A much awaited human rights abuse trial is underway in Argentina.
The accused is a catholic priest charged with carrying out human rights abuses while working in several clandestine detention centers during the nation's 1976 to 1983 military dictatorship. The priest has been under arrest for 4 years ago while living under a false alias in Chile
This is the latest human rights trial of accused torturer since the landmark conviction of a former police officer for genocide in 2006. Former Chaplin Christian Von Wernich wore a priest's collar and bullet proof vest as he sat behind reinforced glass in a federal court. The court clerk read charges accusing him of collaborating with state security agents and covering up crimes in seven deaths, 31 cases of torture and 42 cases of illegal imprisonment. He answered basic court questions but refused to testify in the case, “Following the advice of Dr. Jerollini who is my lawyer. I am not going to declare. And I am not going to accept questions.” At least 120 witnesses are slated to testify against Von Wernich and the court has taken precautions to protect their safety, putting up police fences around the court house and installing metal detectors. In the front row of the court room's audience, representatives from the human rights organization Mothers of Plaza de Mayo sat with their white headscarves listening to the court's accusations. According to Nora Cortinas, president of the Mothers of Plaza de Mayo – Linea Fundadora, the Catholic Church supported the crimes committed during the dictatorship.
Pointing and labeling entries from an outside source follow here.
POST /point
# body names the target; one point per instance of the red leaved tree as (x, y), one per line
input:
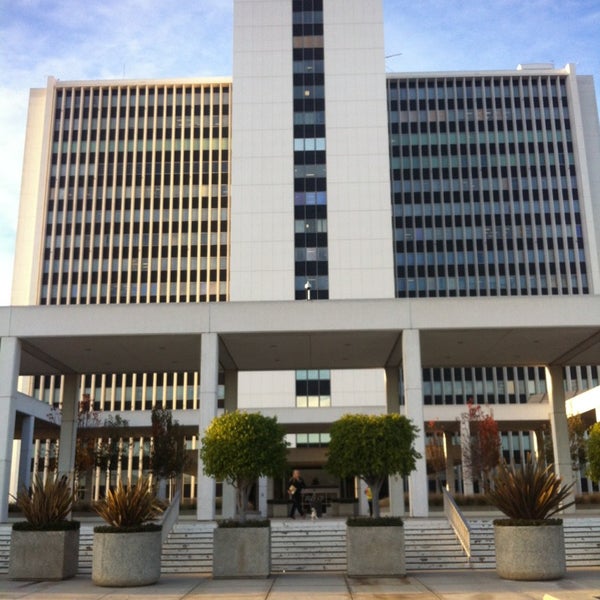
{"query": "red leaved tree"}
(485, 443)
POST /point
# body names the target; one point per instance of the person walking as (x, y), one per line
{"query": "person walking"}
(369, 495)
(295, 486)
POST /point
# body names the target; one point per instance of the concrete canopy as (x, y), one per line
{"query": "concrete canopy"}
(334, 334)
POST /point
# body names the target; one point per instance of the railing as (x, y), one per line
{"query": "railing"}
(170, 516)
(457, 520)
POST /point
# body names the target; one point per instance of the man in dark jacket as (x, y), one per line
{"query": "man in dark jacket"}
(295, 486)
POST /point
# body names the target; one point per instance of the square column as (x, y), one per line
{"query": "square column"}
(209, 393)
(68, 428)
(228, 501)
(395, 482)
(413, 406)
(262, 491)
(10, 360)
(26, 454)
(563, 466)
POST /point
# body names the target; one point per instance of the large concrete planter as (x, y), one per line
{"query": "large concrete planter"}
(44, 555)
(241, 552)
(530, 552)
(126, 559)
(344, 508)
(375, 551)
(278, 509)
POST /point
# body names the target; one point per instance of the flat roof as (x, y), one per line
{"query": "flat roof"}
(289, 335)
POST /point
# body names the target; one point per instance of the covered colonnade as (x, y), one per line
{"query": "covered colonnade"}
(389, 334)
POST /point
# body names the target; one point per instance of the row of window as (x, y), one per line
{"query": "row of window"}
(141, 96)
(310, 184)
(466, 87)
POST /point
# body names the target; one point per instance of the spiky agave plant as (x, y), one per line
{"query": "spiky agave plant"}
(130, 507)
(48, 504)
(529, 492)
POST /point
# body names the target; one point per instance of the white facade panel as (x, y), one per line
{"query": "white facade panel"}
(30, 238)
(358, 388)
(266, 390)
(590, 132)
(262, 218)
(358, 190)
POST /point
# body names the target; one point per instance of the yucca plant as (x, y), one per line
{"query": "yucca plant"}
(130, 508)
(529, 492)
(48, 505)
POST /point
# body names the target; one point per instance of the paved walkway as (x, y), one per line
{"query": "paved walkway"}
(580, 584)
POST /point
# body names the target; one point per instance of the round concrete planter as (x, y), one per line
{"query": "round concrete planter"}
(126, 559)
(530, 552)
(44, 555)
(375, 551)
(241, 552)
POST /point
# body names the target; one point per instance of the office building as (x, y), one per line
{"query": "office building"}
(311, 175)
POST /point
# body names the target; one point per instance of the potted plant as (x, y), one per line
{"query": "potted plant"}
(529, 543)
(373, 447)
(238, 448)
(46, 545)
(126, 551)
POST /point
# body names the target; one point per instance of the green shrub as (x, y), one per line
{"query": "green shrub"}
(127, 507)
(47, 503)
(530, 491)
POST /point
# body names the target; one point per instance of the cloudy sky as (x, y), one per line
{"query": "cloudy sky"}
(108, 39)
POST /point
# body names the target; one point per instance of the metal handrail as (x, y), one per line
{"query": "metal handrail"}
(170, 515)
(457, 521)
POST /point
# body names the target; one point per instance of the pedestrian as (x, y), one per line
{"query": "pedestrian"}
(369, 495)
(295, 486)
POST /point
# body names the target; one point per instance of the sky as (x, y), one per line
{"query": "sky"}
(131, 39)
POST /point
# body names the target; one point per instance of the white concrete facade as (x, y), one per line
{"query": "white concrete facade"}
(256, 226)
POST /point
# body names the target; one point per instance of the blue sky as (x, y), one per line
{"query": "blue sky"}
(108, 39)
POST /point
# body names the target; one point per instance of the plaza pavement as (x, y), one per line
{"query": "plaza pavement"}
(579, 584)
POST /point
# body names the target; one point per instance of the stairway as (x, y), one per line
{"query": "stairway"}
(298, 546)
(432, 544)
(308, 545)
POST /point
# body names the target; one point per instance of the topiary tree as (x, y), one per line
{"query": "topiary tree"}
(168, 456)
(239, 447)
(372, 447)
(593, 452)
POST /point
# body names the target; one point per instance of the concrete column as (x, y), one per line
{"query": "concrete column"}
(26, 453)
(231, 387)
(68, 427)
(560, 430)
(10, 360)
(449, 451)
(395, 483)
(465, 456)
(413, 398)
(262, 496)
(396, 488)
(229, 508)
(228, 501)
(209, 393)
(392, 389)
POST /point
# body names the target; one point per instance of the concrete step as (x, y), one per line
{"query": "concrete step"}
(321, 545)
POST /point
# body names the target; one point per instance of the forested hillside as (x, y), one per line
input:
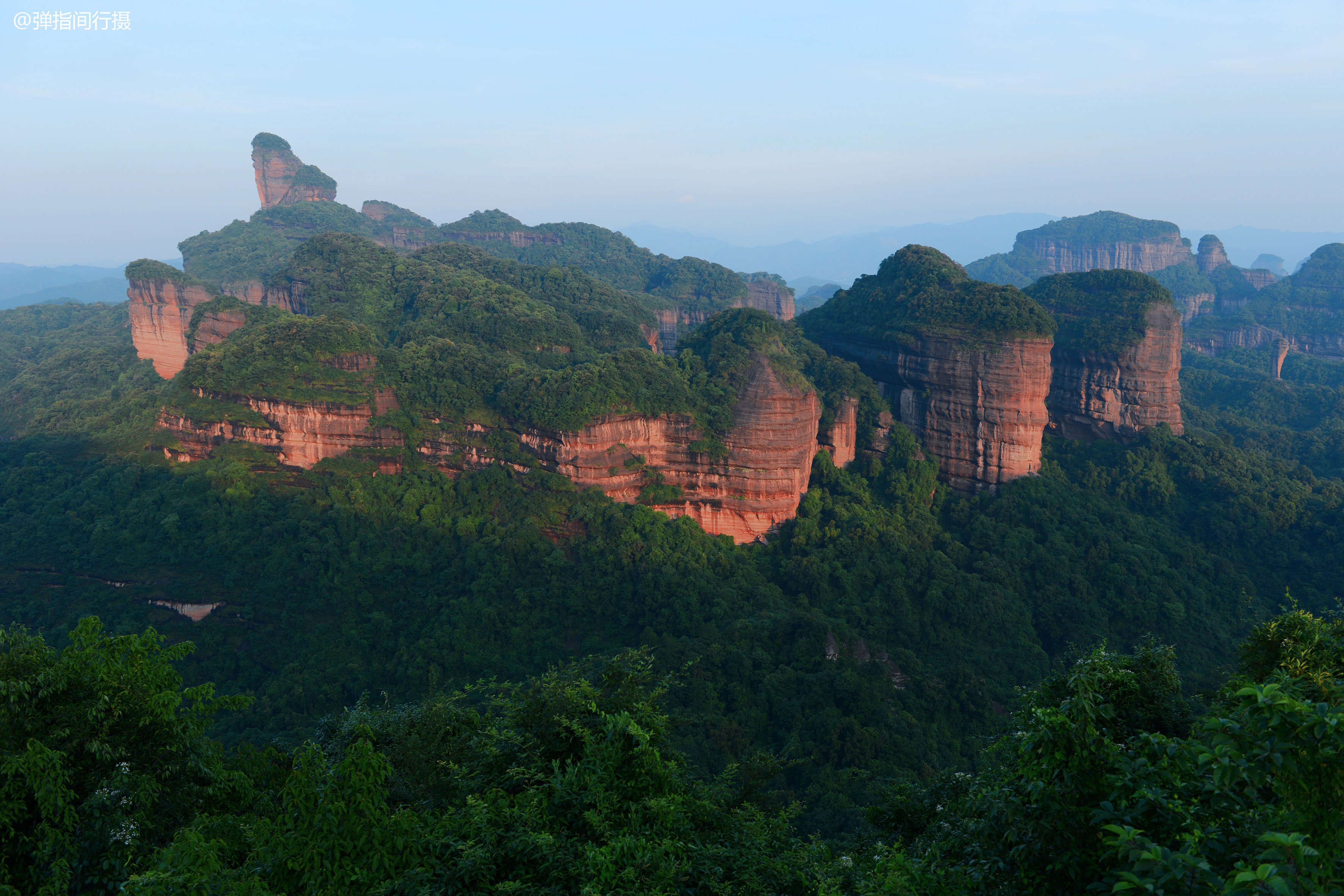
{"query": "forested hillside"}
(844, 673)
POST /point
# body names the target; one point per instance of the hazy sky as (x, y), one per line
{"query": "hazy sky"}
(752, 123)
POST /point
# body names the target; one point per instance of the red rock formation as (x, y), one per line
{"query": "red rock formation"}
(300, 434)
(215, 327)
(1062, 257)
(1107, 395)
(841, 440)
(1281, 347)
(980, 410)
(770, 299)
(1260, 278)
(1212, 255)
(160, 312)
(745, 495)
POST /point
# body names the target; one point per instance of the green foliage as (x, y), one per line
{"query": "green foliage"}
(1101, 228)
(270, 141)
(257, 249)
(1101, 311)
(314, 176)
(150, 269)
(1185, 280)
(291, 359)
(72, 371)
(921, 291)
(103, 755)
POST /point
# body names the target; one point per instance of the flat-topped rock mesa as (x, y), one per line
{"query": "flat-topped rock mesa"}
(162, 303)
(1104, 240)
(1116, 359)
(970, 360)
(742, 483)
(1304, 310)
(283, 179)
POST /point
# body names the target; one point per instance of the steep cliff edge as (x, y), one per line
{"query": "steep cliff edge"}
(162, 302)
(1116, 360)
(1104, 240)
(283, 179)
(970, 360)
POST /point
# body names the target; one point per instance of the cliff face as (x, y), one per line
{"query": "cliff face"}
(980, 412)
(1114, 395)
(160, 312)
(300, 434)
(747, 494)
(1064, 257)
(1212, 255)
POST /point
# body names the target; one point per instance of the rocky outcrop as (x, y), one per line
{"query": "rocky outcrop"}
(980, 409)
(842, 437)
(518, 238)
(215, 327)
(1113, 395)
(769, 297)
(1212, 255)
(160, 313)
(299, 434)
(1260, 278)
(283, 179)
(745, 492)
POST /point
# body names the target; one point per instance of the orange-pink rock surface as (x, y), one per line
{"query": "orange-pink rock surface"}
(1101, 395)
(979, 409)
(160, 313)
(1062, 257)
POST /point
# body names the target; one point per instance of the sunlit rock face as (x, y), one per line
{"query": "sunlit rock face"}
(979, 409)
(1119, 394)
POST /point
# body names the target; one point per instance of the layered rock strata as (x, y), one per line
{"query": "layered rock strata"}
(299, 434)
(747, 494)
(979, 409)
(1064, 257)
(160, 313)
(1105, 395)
(280, 181)
(1212, 255)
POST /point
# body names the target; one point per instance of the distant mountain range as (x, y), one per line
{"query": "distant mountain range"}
(839, 260)
(25, 285)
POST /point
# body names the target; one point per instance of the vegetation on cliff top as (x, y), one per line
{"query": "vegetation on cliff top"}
(1100, 311)
(1101, 228)
(314, 176)
(918, 291)
(151, 269)
(270, 141)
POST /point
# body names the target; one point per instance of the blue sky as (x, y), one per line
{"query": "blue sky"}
(752, 123)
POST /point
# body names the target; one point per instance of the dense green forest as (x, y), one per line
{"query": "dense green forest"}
(369, 626)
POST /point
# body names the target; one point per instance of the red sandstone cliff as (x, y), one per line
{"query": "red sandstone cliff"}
(980, 410)
(1107, 395)
(276, 168)
(1064, 257)
(747, 494)
(160, 312)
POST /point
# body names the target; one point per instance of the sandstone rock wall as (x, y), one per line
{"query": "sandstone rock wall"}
(745, 495)
(1212, 255)
(980, 412)
(160, 312)
(1113, 397)
(1062, 257)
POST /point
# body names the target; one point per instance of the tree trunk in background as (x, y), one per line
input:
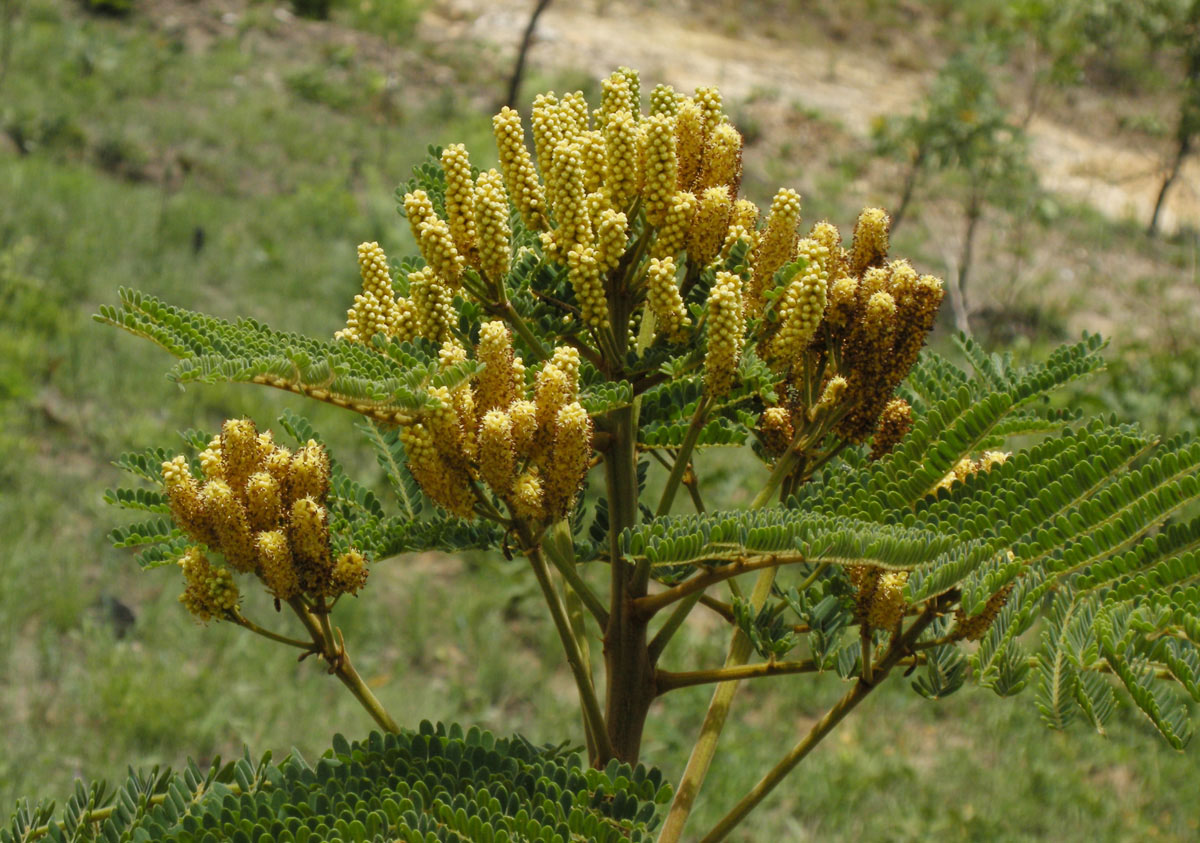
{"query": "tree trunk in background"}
(526, 43)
“The heads of the Catholic Church participated in the dictatorship. Many priests were chaplains inside the barracks of the concentration camps. We want to point out that there is a sector from the church that didn't have anything to do with the dictatorship, on the contrary they supported us and reported the crimes committed at the time. But most of the representatives from the church participated in the celebration of death and torture.” Journalist Horacio Verbisky recently published a book on the Catholic Church's involvement with the military dictatorship. Outside the courthouse, hundreds of human rights advocates rallied, demanding a severe sentence for the Catholic Priest. At one point, Von Wernich interrupted head judge Carlos Rozanski, saying he couldn't hear the accusations against him because protestors could be heard yelling 'Assassin' from outside the courtroom. Christina Valdez's, whose husband was kidnapped and disappeared in La Plata in 1976, describes how she felt seeing Von Wernich on trial. “Looking at Von Wernich is looking at the face of a murderer. I suppose that all the relatives of the disappeared must feel a similar sensation: a certain impunity because one has to sit and swallow down everything that he or she feels in that moment. You can't yell at the murderer, you can't scream assassin.” This is only the third human rights trial since Argentina's supreme court struck down amnesty laws in 2005 protecting military personnel who served during the 7-year dictatorship. Human rights organizations worry that judicial roadblocks and an atmosphere of fear may provide former members of the military dictatorship a window to escape conviction.
Nora Cortinas says that Argentines do not wish to live with a justice system of impunity. “What we want is for the trials to speed up a little bit and not be tried on a case by case basis. And that the government takes responsibility to help end the threats against witnesses, judges, and lawyers. So that we can really say that there's justice in this country.”
Von Wernich's trial is expected to go on for two months. Human rights groups are preparing events to demand the safe return Julio Lopez, a key witness who helped convict a former officer for life, but who disappeared nearly a year ago.